Furthermore, I think the notion that more people are working on Xbox Live than were on the Xbox launch is in itself a scary misallocation of resources. Microsoft has decided that multiplayer is 'the future', and that without it their consoles will be naked and fall into obscurity. That's rubbish. Very few people who buy these consoles will buy a DSL or cable connection purely for online gaming, because the pricing is all wrong, the rollout won't cover a decent amount of the globe for another decade, and nobody wants to play NHL Hitz on a modem with players lagging all over the ice.
You know, if I were in charge I wouldn't have told people that Xbox was ready for online gaming from day one. I wouldn't have ruled out keyboards and mice. I wouldn't have put such a heavy emphasis on voice communications, and would instead have emphasized how and why these gaming communities will be pleased.

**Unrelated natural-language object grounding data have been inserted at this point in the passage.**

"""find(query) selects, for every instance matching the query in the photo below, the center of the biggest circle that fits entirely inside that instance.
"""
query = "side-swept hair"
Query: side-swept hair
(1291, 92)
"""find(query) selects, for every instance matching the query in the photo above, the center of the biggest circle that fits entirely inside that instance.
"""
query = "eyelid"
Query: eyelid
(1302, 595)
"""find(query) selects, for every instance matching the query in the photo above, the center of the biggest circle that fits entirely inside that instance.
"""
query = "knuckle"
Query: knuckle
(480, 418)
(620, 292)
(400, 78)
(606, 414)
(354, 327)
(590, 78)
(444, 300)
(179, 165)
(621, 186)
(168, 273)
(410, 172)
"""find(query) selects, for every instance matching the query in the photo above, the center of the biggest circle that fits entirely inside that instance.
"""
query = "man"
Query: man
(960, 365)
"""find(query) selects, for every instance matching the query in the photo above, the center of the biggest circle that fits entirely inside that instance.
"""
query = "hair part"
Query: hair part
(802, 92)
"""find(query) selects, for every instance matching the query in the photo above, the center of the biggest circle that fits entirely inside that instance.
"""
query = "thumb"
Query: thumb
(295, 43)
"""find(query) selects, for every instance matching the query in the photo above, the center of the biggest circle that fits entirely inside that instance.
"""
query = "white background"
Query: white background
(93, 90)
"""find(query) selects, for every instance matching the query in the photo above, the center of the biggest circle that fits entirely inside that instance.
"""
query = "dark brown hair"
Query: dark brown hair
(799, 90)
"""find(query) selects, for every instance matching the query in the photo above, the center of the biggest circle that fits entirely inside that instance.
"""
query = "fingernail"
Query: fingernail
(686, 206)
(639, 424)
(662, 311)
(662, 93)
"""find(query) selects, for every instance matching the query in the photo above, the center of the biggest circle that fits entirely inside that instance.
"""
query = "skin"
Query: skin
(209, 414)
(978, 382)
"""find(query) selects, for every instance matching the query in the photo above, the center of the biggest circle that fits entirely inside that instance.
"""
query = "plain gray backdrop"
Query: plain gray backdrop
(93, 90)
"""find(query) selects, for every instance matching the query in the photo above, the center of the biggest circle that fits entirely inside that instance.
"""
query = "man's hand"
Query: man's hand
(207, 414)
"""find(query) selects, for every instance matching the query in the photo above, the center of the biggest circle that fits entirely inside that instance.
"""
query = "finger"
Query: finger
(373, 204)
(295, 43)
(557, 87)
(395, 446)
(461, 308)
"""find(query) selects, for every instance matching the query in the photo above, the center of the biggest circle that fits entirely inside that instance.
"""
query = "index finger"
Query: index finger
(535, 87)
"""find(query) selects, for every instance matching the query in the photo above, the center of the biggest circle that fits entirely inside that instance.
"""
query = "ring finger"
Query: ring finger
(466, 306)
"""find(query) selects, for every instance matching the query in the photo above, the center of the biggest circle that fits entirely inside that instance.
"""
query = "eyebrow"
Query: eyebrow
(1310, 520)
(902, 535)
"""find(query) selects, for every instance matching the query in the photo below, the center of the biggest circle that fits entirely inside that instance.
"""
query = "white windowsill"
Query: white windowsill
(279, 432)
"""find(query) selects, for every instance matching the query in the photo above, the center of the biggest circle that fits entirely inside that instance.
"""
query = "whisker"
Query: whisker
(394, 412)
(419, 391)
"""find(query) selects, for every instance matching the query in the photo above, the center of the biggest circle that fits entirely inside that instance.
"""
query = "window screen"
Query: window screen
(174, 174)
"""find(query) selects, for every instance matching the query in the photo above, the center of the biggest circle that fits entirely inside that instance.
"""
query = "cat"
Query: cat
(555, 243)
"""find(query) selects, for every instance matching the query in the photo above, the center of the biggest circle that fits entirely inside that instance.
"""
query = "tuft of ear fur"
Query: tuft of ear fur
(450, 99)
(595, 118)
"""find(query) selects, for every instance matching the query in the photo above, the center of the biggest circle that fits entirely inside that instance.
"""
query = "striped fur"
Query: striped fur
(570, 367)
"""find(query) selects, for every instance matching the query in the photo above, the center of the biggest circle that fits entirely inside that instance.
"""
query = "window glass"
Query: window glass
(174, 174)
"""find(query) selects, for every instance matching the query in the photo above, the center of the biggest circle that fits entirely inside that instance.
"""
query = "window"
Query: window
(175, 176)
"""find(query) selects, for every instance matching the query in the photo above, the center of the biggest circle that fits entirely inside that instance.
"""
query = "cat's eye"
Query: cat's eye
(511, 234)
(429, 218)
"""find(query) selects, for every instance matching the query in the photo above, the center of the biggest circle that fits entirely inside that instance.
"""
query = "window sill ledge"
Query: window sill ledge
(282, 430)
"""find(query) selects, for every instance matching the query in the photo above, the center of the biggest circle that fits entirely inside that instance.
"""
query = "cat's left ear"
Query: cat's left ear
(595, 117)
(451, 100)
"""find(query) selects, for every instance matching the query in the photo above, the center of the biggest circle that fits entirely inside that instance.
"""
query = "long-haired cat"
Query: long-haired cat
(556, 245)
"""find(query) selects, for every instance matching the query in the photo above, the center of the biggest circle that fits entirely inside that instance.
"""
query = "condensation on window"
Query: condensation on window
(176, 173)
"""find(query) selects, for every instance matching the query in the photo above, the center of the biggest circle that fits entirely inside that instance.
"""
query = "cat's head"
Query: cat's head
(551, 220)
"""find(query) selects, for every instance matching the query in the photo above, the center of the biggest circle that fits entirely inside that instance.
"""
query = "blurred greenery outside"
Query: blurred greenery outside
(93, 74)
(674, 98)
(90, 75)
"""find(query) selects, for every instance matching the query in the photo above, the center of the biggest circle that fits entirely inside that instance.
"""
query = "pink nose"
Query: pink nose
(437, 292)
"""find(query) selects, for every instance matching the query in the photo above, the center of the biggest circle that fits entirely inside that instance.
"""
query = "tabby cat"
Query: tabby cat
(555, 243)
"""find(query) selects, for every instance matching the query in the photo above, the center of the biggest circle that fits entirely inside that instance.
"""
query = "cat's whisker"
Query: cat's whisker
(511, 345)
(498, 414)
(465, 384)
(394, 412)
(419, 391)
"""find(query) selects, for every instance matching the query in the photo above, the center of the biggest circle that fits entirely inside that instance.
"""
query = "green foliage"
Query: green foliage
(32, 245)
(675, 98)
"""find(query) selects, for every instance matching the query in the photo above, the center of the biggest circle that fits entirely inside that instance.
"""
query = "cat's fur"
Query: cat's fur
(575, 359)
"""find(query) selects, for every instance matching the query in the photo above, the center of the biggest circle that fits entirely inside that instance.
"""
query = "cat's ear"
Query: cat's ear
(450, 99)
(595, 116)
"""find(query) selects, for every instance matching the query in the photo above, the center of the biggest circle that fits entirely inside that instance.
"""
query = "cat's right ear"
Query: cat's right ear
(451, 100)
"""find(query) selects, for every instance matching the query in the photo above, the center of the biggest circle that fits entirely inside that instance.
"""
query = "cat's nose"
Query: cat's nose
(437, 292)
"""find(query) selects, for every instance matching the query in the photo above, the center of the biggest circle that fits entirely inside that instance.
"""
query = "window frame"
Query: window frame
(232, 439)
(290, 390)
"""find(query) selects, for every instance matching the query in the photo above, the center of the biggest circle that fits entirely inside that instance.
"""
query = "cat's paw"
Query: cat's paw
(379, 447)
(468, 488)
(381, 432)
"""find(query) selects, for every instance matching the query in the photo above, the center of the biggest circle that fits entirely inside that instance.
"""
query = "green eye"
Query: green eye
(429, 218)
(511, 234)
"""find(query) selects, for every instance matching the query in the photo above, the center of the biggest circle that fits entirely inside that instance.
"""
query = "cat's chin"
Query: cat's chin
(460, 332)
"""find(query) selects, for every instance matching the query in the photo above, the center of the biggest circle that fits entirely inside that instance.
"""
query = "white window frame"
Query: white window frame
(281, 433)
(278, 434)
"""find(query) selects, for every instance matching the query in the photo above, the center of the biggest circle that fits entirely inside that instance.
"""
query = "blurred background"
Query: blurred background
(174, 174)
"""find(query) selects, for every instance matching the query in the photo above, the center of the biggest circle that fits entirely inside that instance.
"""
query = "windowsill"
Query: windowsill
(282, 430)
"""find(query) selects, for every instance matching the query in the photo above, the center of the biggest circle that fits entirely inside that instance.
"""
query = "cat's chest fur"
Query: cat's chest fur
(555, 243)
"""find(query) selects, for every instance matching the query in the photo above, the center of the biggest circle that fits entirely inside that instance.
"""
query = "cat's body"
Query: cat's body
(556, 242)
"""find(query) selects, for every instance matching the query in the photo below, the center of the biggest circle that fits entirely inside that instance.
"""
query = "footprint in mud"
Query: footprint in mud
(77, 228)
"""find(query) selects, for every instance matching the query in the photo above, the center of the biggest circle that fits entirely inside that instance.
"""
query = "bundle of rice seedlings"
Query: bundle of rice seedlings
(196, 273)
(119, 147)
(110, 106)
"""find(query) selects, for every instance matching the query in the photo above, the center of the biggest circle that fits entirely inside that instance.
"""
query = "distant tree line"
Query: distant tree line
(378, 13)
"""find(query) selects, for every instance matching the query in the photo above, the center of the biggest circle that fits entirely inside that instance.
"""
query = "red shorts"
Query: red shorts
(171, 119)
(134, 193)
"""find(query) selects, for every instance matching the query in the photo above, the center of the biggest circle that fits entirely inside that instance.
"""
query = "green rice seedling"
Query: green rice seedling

In fact, I wouldn't even have aimed to launch an online service this year. The world isn't ready, and Xbox has a hell of a lot of great single player games coming up anyway. Allowing i.Link style networking as an added benefit is a great idea, but with Xbox 2 and HomeStation already being talked about, and PlayStation 3 gradually taking shape on the horizon, Xbox Live has a very small window of time to deliver before it inevitably becomes part of something larger. And with all things considered - games, attitudes, connectivity, and installed base - perhaps before it actually receives much patronage.
Online gaming has been hyped far beyond anything it can reasonably expect to deliver in the current technological climate. Microsoft firmly believes from a public-facing standpoint that online gaming is the future, but when you weigh up the realities they seem keen to ignore, it becomes very clear that we won't be basking in seamless worlds and meeting people in a virtual pub for a bit of generic first person shooting for quite a while. The hardcore might, but as we so often forget, the hardcore represents a very small proportion of users. And they all play Counter-Strike with keyboards and mice, not gamepads.